# Timeshare scam experience?



## Mickowan (Jun 3, 2015)

Hi everyone, 

I'm journalist working on a story about timeshares. If you are a Canadian who was scammed in Mexico or the Southern United States, we need to hear your story. 

The best way to protect others from experiencing what you did is to speak up about it. Now is your chance. Email me at micki_32@hotmail.com or reply to my profile. 

Sincerely, 
Micki


----------



## TUGBrian (Jun 4, 2015)

spoke to this individual this afternoon and she is indeed working on a story for the CBC about timeshare scams and such to help consumers.

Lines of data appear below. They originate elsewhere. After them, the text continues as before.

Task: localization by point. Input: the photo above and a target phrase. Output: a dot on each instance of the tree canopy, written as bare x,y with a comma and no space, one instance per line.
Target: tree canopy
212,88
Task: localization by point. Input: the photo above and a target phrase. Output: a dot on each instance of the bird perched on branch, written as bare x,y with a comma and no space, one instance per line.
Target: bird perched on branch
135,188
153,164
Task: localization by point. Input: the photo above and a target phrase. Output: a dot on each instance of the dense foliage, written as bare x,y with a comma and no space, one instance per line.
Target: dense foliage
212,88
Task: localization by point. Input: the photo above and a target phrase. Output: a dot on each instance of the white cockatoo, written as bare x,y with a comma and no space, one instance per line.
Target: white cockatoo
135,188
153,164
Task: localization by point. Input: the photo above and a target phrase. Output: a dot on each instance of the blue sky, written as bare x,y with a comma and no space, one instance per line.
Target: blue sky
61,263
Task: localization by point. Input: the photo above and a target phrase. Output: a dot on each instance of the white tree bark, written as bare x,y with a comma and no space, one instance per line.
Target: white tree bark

any Canadian member who has recently been on a "creative" mexican timeshare sales presentation is encouraged to contact them for the story and help spread the word!


----------



## Hornet441 (Jun 4, 2015)

Hey Mickowan, if you're looking for a story, have a look at the Fairmont/Sunchaser/Northwynd thread.


----------



## BevL (Jun 4, 2015)

Sorry, I bought all my timeshares resale.  But I hope you will let us know when your story will air.


----------



## ValHam (Jun 11, 2015)

I agree that if you want a story about scam artists - look at Fairmont Northwynd thread - Unreal - that this could happen in Canada - Nothing in Whistler or elsewhre in Canada could come close to what we have been scammed. Selling timeshare at Lake Okanogan Resort (upgrade for The Pointe)
Anyone I met certainly did not get an upgrade - The lost everything -


----------



## Meow (Jun 12, 2015)

As our day in court approaches, the last thing we need is for the media to get involved.


----------



## ValHam (Jun 21, 2015)

Unfortunately you were taken - I certainly am not afraid of the media getting involved.  I own full time out at Lake Okanogan Resort - I realize how useless it is to sue - same company - different names - no money - good luck - bite the bullet and move on.


----------



## tante (Jun 21, 2015)

ValHam said:


> I agree that if you want a story about scam artists - look at Fairmont Northwynd thread - Unreal - that this could happen in Canada - Nothing in Whistler or elsewhre in Canada could come close to what we have been scammed. Selling timeshare at Lake Okanogan Resort (upgrade for The Pointe)
> Anyone I met certainly did not get an upgrade - The lost everything -



Do you have a link handy?


----------



## Meow (Jun 22, 2015)

Thanks for your support and encouragement ValHam


----------



## ValHam (Jun 22, 2015)

*Want a another BIG STORY*

Timeshare Mexico. Puerto Vallarta , Belaire Resort , now known as The Private Residence . When they were first starting to "develop" this "resort", some 5 years ago they were pre-selling. Oh sure there were construction people "wandering" around a big hole in the ground looking like something was going on. As a savvy investor I could see that nothing was really happening and hiring guys to wear hardhats and wander for 5 hours a day in Mexico are a dime a dozen, (not litterly I hope), I would never buy in pre construction, you know the old expression, a pig in a poke ? That was my answer to the hustler, when I was asked well, you want to buy ?? Last month we were in Puerto Vallarta, and just as a lark decided to go see the hole in the ground....Holy vaca (Spanish for cow ) Batman.... there are still selling the hole , and it's gotten bigger to hold the money people have deposited into it. Yes we did attend the presentation, yes we spent 2 hours and then finally we wanted to depart as friends. Friends my A**, they didn't even want to cough up the gift promised. Knew something was fishy when we were the only ones there..... at least they gave us breakfast and our taxi back. Folks don't be fooled by a fake fa?ade... Heaven knows fakes abound in the world of timeshares. 
 Hope you enjoyed my vignette !


----------